Baylor’s version of a “big three” – Jared Butler, MaCio Teach, and Davion Mitchell – have been good in the tournament and generally haven’t needed to be great. Somewhat unexpected contributions from the likes of Flagler (9.0 PPG) and Matthew Mayer (8.3 PPG) have taken pressure off the stars.

Flagler had a team-high 16 against Nova while Mayer led Baylor with 17 against Wisconsin. Teague had a team-high 22 against both Hartford and Arkansas. Butler was the high man with 17 against Houston in an extremely balanced offensive performance versus a top-ten D. Five Bears scored in double figures.

The Pick

The main thing that has given Gonzaga trouble this year is hyper-talented big-men (see Garza and Juzang). Baylor is not that style of team, starting basically a five-guard lineup. They struggle on defense because of their lack of size. Their defense ranks just 280th in the nation in offensive-rebounding rate (meaning they give up offensive boards more often than 279 other teams). They hit the glass hard at the other end, sitting sixth in OR% on offense, but that’s going to be strength-on-strength versus Gonzaga.

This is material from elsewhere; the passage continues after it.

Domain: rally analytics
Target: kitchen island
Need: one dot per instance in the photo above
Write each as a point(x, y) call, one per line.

The Zags’ defense sits 18th overall in OR%, or a full 262 spots higher than Baylor.

Baylor’s offense is three-point-centric. They score 36.1% of their points from three (50th-most) while Gonzaga kills you from inside. The Bulldogs generate just 24.8% of their offense from beyond the arc (310th-most).

If Baylor shoots the lights out, which it has the propensity to do, they can outscore the Zags in a one-game, winner-take-all scenario. But I’m sticking with the surer bet, which is that the best two-point offense in the history of KenPom finishes off its perfect season in style.